1106016407.jpgヤマシタトモコ「ミラーボール・フラッシング・マジック」


先生
おれは
…先生の裸のことばかり考えてしまいます



■読切りを多数収録。
 中学生に口説かれる女、夫に肉体交渉する妻、10年来の方想いが終わる女、毒舌教師の裸を妄想する男子高生、すけべなシングルマザーの赤子を抱く悪人…恋と欲望、自己嫌悪に罪悪感、友情、様々な想いを凝縮した読切り10編。欲望を抱えた人間とは、かくも醜く、そして愛おしいのか。純愛は欲望を呼ぶ、濃密かつ爽やかな、強力作品集登場!!
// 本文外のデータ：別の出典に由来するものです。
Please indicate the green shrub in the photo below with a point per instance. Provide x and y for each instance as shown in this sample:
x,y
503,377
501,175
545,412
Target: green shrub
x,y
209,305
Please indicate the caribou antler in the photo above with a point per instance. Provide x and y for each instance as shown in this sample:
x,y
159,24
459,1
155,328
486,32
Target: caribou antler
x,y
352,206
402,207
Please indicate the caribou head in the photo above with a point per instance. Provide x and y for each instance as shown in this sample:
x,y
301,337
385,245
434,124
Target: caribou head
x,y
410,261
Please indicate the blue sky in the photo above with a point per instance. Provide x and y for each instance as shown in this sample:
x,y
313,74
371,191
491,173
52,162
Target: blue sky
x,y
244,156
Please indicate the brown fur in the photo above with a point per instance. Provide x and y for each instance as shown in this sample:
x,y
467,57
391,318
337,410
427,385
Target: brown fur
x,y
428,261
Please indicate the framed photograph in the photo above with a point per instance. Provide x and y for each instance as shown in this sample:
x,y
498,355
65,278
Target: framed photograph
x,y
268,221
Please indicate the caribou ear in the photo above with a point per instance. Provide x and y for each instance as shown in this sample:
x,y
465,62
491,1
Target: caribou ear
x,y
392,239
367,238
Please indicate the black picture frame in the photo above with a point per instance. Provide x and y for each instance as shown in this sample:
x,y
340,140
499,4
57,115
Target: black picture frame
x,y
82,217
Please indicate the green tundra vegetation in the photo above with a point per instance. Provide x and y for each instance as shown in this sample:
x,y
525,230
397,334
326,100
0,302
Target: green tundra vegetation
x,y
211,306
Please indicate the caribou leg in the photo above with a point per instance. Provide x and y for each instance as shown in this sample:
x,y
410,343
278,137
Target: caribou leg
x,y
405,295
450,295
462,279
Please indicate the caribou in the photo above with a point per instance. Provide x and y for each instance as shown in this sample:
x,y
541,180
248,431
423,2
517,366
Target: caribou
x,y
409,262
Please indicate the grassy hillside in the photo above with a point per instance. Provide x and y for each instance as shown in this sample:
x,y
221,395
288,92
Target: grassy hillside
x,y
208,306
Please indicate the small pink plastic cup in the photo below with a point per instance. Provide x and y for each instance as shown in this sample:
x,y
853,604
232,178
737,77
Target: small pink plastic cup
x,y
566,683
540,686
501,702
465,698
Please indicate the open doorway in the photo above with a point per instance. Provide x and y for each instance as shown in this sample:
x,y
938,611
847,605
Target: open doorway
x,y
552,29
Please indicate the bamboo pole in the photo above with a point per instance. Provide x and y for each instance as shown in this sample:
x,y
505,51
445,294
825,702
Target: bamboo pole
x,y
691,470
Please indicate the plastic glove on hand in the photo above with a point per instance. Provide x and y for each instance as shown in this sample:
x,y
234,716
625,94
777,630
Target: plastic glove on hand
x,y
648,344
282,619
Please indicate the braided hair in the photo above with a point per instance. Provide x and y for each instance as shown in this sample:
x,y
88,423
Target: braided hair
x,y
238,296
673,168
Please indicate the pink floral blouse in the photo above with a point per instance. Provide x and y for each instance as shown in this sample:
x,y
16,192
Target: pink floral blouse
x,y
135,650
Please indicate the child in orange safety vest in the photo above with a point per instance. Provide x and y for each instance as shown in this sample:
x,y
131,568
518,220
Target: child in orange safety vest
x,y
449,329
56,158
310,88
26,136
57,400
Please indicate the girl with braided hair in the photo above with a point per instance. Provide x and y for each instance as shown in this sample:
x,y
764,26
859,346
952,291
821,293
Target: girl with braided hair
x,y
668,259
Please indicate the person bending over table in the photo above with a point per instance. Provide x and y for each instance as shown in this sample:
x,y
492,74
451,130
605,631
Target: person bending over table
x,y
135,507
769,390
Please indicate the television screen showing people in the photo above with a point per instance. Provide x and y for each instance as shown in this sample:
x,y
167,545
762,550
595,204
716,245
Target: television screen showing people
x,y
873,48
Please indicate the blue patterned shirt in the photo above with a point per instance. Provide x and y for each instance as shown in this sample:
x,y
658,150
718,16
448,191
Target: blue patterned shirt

 「HER」(→レビュー)、「ドントクライ、ガール」(→レビュー)で昨年のこのマンガがすごい!オンナ編にてワンツーフィニッシュを飾った、ヤマシタトモコ先生の新作読切り集でございます。発刊は祥伝社ということで、先の「HER」や「Love,Hate,Love.」(→レビュー)と同じ。表題作シリーズをはじめとした、どちらかというと短編としてもやや短い、ショートショートめいたお話が、多数収録されています。とりあえずの目玉な、表題作かと思われますので、そちらをご紹介しましょう。物語は、頭も軽ければ股もユルい彼女と口論(というか一方的に泣き叫ばれる)する一人の男の回想からはじまります。「なんでこんな女と付き合ってんだろ」「今夜こそ絶対に別れよう」そんな想いが頭をかすめたとき、物理的な意味で、もう一つ彼の頭を何かが霞めました。その物体は、ミラーボール。ありふれた夜の団地に突如降った、一つのミラーボールが、数々の人に小さなキセキを起こすことになるとは…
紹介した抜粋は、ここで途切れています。